両手を船底に置き、もがくように両脚をバタつかせる姿は、支配者の御輿を担ぐ奴隷のようだ。
動揺するカルナを引き連れて、ペーター達は縒の元へ一旦戻ることに。
「ど、どうしたの!?」
「難破船の動力源を見つけたぜ……しっかし、なんだあの、仲間のイカしてねぇ扱いは!?」
――まさか難破船の動力が『人力』とは!
予想外の事実は筆舌し難く、ペーターと同じようにカルナと朔夜も顔をしかめていた。
縒にも目撃した光景を伝えると、同じようになんとも言えぬ表情に変わる。
「で、でも船底にいる連中が動力なら、あいつら倒せば船は沈められるじゃねぇか? いきなり襲われりゃあ上も下も大混乱だろうぜ」
「そっか! 船を動かしている間は増援にも来られないよね、じゃあ海の中で戦った方がいいのかなぁ?」
前向きな意見を述べるカルナと縒に、朔夜が「ちょっと待て」と制止した。
「敵は何時間でも潜水できるが、生身の私達は違う。それにあの数を一気に相手するのは難しいのでは……」
遮蔽物になるような物もなく、なにより水中という不慣れな環境での戦闘となると、一概に良策とは言い切れないと慎重な姿勢を見せる。

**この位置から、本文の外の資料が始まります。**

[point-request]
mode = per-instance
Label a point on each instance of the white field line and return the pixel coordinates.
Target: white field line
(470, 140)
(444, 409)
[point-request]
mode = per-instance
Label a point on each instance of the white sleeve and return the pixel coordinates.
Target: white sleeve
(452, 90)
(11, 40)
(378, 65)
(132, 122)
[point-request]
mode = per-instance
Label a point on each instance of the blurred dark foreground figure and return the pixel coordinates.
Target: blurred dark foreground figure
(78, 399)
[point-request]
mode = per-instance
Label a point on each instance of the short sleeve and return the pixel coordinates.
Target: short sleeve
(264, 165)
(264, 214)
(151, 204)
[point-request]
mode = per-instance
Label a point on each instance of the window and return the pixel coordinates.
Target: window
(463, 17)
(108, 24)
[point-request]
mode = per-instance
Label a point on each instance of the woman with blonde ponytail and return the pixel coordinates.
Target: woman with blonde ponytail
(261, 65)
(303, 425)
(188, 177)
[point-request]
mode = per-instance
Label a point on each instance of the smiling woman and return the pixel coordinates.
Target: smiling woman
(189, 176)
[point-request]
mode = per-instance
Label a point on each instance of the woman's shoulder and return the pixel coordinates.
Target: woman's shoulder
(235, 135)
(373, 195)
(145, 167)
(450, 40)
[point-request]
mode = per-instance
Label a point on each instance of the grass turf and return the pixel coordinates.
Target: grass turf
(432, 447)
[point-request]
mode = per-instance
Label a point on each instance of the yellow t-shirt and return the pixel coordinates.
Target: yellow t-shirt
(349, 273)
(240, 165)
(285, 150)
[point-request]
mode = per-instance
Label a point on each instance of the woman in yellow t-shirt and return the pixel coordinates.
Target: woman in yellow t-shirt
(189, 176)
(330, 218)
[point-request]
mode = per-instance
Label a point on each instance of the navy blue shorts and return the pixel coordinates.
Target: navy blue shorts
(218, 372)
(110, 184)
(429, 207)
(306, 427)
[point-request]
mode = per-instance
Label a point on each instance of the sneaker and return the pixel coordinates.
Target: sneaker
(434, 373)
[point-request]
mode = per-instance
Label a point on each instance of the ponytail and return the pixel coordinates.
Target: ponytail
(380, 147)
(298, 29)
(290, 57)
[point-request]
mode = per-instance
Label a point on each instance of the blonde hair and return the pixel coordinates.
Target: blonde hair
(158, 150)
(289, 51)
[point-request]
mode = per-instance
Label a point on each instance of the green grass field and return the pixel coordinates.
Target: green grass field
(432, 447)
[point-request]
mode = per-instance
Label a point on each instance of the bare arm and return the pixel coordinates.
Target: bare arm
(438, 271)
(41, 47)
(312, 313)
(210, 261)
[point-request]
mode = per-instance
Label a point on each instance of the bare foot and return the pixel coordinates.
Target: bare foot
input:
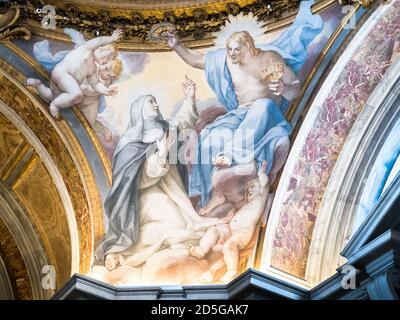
(228, 276)
(111, 262)
(107, 134)
(197, 252)
(33, 82)
(222, 161)
(216, 200)
(55, 112)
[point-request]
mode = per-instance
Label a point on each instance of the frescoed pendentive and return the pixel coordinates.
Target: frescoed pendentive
(196, 139)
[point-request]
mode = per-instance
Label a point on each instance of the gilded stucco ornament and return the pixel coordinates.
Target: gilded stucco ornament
(9, 28)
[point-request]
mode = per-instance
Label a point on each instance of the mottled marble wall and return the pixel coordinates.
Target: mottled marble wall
(324, 141)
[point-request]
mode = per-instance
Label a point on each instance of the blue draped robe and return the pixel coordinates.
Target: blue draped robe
(250, 133)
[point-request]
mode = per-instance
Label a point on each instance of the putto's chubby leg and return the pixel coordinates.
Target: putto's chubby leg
(72, 93)
(231, 257)
(216, 200)
(209, 240)
(45, 92)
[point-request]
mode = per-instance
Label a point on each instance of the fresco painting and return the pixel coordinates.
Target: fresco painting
(196, 138)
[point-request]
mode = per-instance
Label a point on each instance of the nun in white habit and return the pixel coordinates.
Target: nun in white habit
(147, 207)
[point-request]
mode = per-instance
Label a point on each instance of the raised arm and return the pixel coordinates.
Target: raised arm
(187, 115)
(102, 41)
(289, 84)
(191, 57)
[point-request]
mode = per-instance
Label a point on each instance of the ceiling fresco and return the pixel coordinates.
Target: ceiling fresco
(179, 142)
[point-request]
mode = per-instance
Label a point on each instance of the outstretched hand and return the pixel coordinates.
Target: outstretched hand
(112, 91)
(189, 88)
(117, 35)
(165, 144)
(173, 39)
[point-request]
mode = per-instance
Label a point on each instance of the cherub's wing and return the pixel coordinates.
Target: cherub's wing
(77, 37)
(122, 78)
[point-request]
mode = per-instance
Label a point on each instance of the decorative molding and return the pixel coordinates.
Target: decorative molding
(249, 285)
(195, 25)
(6, 290)
(335, 220)
(9, 29)
(29, 244)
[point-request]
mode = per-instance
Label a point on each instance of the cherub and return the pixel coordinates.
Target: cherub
(235, 235)
(78, 65)
(97, 84)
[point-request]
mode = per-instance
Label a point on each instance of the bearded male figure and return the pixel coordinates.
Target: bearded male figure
(252, 83)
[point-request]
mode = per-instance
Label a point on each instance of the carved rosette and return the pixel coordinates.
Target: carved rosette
(198, 23)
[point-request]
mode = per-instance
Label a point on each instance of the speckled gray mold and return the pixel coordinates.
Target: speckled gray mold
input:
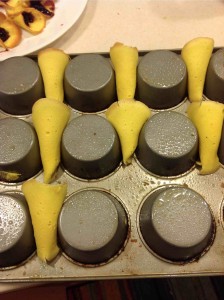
(176, 223)
(92, 227)
(17, 242)
(162, 79)
(214, 82)
(21, 85)
(90, 147)
(89, 83)
(168, 144)
(19, 148)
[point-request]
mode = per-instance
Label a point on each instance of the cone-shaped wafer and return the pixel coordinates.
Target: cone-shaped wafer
(207, 117)
(52, 63)
(125, 61)
(128, 116)
(45, 202)
(196, 55)
(50, 118)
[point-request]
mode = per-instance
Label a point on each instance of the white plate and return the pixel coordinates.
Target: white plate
(67, 12)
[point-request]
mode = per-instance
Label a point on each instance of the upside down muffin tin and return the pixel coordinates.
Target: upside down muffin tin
(155, 217)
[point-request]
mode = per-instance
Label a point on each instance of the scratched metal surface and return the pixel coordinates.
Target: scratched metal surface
(131, 184)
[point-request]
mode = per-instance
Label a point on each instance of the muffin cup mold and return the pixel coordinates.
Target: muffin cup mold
(176, 224)
(17, 242)
(89, 83)
(214, 82)
(19, 147)
(161, 79)
(93, 227)
(90, 147)
(168, 144)
(21, 85)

「まあまあ、確かに水中の敵を放っておいても、異変に気づけば乱入してくるかもしれねぇもんな? だがイカした作戦を立てねぇとこっちがやられちまうことに違いはないぜ」
ペーターの言葉に三人は頷き返す。
ヘリオライダーからの予知はない、ケルベロス達の選択が自らの命運を決することになる――。
参加者 | |
---|---|
コロッサス・ロードス(金剛神将・e01986) |
ペーター・ボールド(ハゲしく燃えるハゲ頭・e03938) |
月鎮・縒(迷える仔猫は爪を隠す・e05300) |
狼森・朔夜(ウェアライダーのブレイズキャリバー・e06190) |
鈴原・瑞樹(アルバイト旅団事務員・e07685) |
斑目・黒羽(時代遅れの風来坊・e14481) |
神野・雅(玲瓏たる雪華・e24167) |
カルナ・アッシュファイア(炎迅・e26657) |
●新月の闇に紛れ
いまだ夜の闇が覆う中、ケルベロス達は崖上に集まって難破船を待ち構えていた。
崖より少し先、翼を広げて飛行する神野・雅(玲瓏たる雪華・e24167)は船の様子を見つめる。

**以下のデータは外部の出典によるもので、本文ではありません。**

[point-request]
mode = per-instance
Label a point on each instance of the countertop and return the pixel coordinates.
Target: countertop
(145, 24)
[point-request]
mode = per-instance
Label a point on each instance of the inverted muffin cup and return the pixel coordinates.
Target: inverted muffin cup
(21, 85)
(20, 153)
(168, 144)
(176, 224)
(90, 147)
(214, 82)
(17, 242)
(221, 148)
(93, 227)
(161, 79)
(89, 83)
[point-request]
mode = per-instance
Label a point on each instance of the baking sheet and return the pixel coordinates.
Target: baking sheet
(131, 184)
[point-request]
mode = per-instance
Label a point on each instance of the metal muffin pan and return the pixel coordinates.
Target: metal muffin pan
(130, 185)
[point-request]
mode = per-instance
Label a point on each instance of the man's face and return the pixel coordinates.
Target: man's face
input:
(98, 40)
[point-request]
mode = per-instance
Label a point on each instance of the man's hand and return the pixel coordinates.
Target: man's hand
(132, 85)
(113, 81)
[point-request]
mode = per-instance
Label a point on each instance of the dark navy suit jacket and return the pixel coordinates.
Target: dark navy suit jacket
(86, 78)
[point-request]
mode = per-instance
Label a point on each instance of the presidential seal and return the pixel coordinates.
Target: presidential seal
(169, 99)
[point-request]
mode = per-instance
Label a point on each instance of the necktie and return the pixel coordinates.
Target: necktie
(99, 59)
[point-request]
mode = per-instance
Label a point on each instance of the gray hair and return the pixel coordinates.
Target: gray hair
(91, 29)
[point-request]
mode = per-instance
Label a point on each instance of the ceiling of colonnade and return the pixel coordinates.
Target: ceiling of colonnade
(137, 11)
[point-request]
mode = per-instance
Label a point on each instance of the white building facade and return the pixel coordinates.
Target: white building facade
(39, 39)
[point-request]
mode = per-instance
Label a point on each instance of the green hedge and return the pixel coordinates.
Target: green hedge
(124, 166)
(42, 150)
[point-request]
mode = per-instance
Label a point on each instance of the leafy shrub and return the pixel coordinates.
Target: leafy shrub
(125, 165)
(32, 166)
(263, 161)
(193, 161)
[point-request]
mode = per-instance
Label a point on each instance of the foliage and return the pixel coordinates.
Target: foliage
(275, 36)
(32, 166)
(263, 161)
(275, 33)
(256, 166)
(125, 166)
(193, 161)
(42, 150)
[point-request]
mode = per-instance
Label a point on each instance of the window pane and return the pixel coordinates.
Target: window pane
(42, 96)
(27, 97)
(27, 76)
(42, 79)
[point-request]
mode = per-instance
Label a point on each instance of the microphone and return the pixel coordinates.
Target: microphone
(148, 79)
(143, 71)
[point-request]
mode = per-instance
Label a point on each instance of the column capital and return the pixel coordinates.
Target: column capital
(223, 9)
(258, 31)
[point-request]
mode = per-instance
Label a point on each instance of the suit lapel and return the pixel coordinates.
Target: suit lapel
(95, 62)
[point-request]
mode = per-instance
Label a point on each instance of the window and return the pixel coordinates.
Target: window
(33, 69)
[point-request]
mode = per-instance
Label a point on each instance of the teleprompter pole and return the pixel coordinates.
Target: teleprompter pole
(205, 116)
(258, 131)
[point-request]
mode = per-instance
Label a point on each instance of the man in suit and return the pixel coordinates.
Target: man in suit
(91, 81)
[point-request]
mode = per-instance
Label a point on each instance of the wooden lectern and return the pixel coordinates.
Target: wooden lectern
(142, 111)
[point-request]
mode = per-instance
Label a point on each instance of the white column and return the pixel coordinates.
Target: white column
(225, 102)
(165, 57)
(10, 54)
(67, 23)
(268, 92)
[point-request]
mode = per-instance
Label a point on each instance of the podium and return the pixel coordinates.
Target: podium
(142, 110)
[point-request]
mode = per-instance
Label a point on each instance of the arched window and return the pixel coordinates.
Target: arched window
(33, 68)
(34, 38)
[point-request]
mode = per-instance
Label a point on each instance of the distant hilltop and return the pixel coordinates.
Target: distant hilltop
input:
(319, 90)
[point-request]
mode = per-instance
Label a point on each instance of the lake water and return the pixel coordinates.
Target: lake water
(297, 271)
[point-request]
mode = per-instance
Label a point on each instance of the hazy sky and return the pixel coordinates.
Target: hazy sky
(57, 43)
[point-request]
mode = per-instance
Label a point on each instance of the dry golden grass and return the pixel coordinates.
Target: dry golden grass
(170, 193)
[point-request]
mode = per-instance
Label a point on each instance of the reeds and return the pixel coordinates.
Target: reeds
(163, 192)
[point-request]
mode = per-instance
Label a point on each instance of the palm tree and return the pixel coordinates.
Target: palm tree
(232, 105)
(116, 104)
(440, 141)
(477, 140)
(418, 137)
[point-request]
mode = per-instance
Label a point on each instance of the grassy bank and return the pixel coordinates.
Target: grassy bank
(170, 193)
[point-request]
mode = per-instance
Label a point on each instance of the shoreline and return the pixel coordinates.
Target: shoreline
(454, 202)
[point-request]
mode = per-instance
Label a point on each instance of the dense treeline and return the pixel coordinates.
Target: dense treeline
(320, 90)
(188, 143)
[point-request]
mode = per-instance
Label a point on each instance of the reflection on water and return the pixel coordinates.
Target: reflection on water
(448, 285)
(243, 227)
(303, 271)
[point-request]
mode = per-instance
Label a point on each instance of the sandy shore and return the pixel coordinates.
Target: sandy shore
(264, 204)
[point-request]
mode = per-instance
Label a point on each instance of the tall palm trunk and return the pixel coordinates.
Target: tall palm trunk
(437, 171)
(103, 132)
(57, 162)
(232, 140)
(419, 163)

(「怒鳴り散らし、扱き使うとは……まるで奴隷扱いだな」)
海面を滑るように移動する船影が崖に近づき始めると、頃合いを見て、雅は仲間達に合図を送る。
(「ここからが本番、まだまだ頑張らないと!」)
先陣を切って突撃しようと、月鎮・縒(迷える仔猫は爪を隠す・e05300)は真っ先に飛び降り、カルナ・アッシュファイア(炎迅・e26657)も続けて飛び込んでいく。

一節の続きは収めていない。